As shown in Table 4, the conclusion can be drawn that the proposed method performs well under various low-SNR conditions, with the average classification accuracy steadily increasing as the SNR improves. When the SNR is greater than or equal to −7 dB, the classification accuracy of the test set consistently exceeds 90%. Furthermore, the model achieves high scores in metrics such as Precision, F1 Score, and Kappa, indicating that the model does not learn from class imbalance in this multi-classification task and maintains good consistency and classification performance.

3.3. Comparisons with Other Baseline Methods

To demonstrate the effectiveness of the dual-branch fusion and our proposed Adaptive L-Softmax Loss (ALS), we constructed seven models based on different network structures or the addition of these enhancements while ensuring they all share the same convolutional layers, kernel sizes, fully connected layers, batch normalization layers, etc. We used 1D-CNN [45] and 2D-ResNet50 [46] as the baseline control groups and then named the 1D-CNN with the added ALS function as 1D-ALSCNN and the 2D-ResNet50 with the added ALS function as 2D-ALSResNet50. The dual-branch feature fusion of 1D-CNN and 2D-ResNet50, which does not incorporate the ALS enhancement, is named the DBFF-Softmax and employs the standard Softmax, while the network using L-Softmax is named DBFF-LSoftmax. The model proposed in this paper, based on ALS, is named ALSDBFF, as shown in Table 5.
In Table 6, we compare the classification accuracy of the method proposed in this paper (ALSDBFF) with other baseline methods under different SNR conditions and calculate their average accuracy (AA). To more clearly observe the classification accuracy of different methods for each radar individual signal category, we have plotted the confusion matrices of these methods under the -4dB condition, as shown in Figure 10.
As shown in Table 6 and Figure 10, the recognition effects of the two baseline methods, the 1D-CNN using only the IF sequence (Figure 10b) and the 2D-ResNet50 using only the time–frequency images (Figure 10c), are the poorest, especially for the 2D-ResNet50 network, which experienced confusion in most categories, with the highest misclassification in categories 1, 3, 6, and 9. This is due to the subtle features in the images being easily disturbed by noise, particularly evident in low-noise situations, presenting a challenge for the 2D-ResNet50 method.
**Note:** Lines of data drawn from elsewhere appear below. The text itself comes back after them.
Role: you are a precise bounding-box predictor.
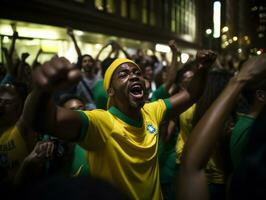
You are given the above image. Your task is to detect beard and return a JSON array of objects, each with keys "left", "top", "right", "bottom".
[{"left": 129, "top": 95, "right": 145, "bottom": 109}]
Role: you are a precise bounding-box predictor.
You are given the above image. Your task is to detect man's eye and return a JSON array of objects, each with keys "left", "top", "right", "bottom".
[
  {"left": 119, "top": 72, "right": 127, "bottom": 78},
  {"left": 135, "top": 71, "right": 141, "bottom": 76}
]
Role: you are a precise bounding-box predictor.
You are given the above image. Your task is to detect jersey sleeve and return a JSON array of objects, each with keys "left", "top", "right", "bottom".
[
  {"left": 144, "top": 99, "right": 172, "bottom": 124},
  {"left": 76, "top": 110, "right": 113, "bottom": 150},
  {"left": 151, "top": 84, "right": 170, "bottom": 102}
]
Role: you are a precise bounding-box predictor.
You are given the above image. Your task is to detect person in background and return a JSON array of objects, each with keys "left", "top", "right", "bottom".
[
  {"left": 27, "top": 48, "right": 216, "bottom": 199},
  {"left": 178, "top": 54, "right": 266, "bottom": 200}
]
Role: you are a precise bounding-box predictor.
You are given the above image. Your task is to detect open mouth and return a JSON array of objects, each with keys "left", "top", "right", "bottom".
[{"left": 129, "top": 83, "right": 144, "bottom": 99}]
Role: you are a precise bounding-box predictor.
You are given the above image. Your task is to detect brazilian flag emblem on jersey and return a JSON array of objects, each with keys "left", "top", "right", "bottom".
[{"left": 147, "top": 124, "right": 156, "bottom": 133}]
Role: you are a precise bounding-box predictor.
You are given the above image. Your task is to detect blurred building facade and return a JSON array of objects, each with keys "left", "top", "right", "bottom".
[{"left": 0, "top": 0, "right": 207, "bottom": 63}]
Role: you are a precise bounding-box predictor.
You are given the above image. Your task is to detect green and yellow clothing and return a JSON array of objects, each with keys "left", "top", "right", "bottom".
[
  {"left": 0, "top": 126, "right": 29, "bottom": 180},
  {"left": 80, "top": 99, "right": 171, "bottom": 199},
  {"left": 92, "top": 80, "right": 108, "bottom": 110},
  {"left": 151, "top": 85, "right": 170, "bottom": 101},
  {"left": 176, "top": 104, "right": 225, "bottom": 184},
  {"left": 230, "top": 114, "right": 255, "bottom": 168},
  {"left": 71, "top": 144, "right": 89, "bottom": 176},
  {"left": 176, "top": 104, "right": 196, "bottom": 164}
]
Incorporating our proposed ALS method into the 1D-CNN and 2D-ResNet50 (as shown in Figure 10e,f) can effectively enhance network recognition performance and reduce the number of misclassified samples. Furthermore, the network that trains and recognizes using joint features formed by fusing one-dimensional features with two-dimensional time–frequency features, DBFF-Softmax (as shown in Figure 10d), significantly reduces the impact of noise. The recognition effect is superior to that of using the single features of 1D-CNN and 2D-ResNet50 alone, indicating that the dual-branch feature fusion network structure helps improve network stability. DBFF-LSoftmax (as shown in Figure 10g), which improves upon Softmax, further enhances the recognition rate. Our proposed method (ALSDBFF, as shown in Figure 10a), which utilizes both the DBFF network structure and the ALS method, greatly ameliorates the misclassification issues in categories 1, 3, 6, and 9 and enhances the recognition accuracy of individual radar signals under different low-SNR conditions, achieving an average recognition rate of 90.51%. Even under the condition of −10 dB, the recognition accuracy of our proposed algorithm exceeds 80%. Meanwhile, the model’s recognition capability steadily improved as the SNR increased.
As illustrated in Figure 11, we also evaluated seven networks using metrics such as Error Rate, Precision, F1 Score, and Kappa, and based on these, we plotted performance line charts under various SNRs. From the figure, we can draw the same conclusion that the method we proposed has enhanced the stability and accuracy of the network, achieving superior performance across different scenarios.

4. Discussion

4.1. Effect of Different Number of Layers in the Auxiliary Branch ResNet Network on Experimental Results

In Section 2.2.2, we described our employment of the standard ResNet50 network structure as the auxiliary branch within the dual-branch network architecture. This choice is attributed to the ResNet network’s capability to preserve original features through residual connections while training deeper neural networks, thereby enhancing the network’s ability to learn and represent features of two-dimensional images. The classic and widely used ResNet variants include ResNet18, ResNet34, ResNet50, and ResNet101. Therefore, when constructing the layer structure of the auxiliary branch ResNet network, we conducted experimental comparisons with various ResNet networks under different SNR conditions to select the optimal network structure. Table 7 was generated using the average classification accuracy as the metric.
As shown in Table 7, with the increase in the number of layers in the ResNet network from 18 to 34 and then to 50, the ability of the auxiliary branch to extract features and learn deep image information gradually strengthens, resulting in a significant improvement in the accuracy of recognition. However, this does not mean that the deeper the network, the better. When we increased the number of ResNet layers from 50 to 101, it was observed that the recognition accuracy of the ResNet-101 network did not improve as expected. Instead, there was a decrease in recognition rates in more than half of the datasets, with only a slight advantage in the −10 dB and −6 dB datasets. Based on analysis, we believe that the excessive depth of the network may have caused overfitting or slow optimization due to the massive number of network parameters. Moreover, with the same set of hyperparameters, the training time per epoch for ResNet-101 is 25 s, 225 ms/step, compared to 16s, 144 ms/step for ResNet-50. The training time cost far exceeds that of ResNet-50. Therefore, we ultimately selected the classic structure of ResNet-50 as the auxiliary branch.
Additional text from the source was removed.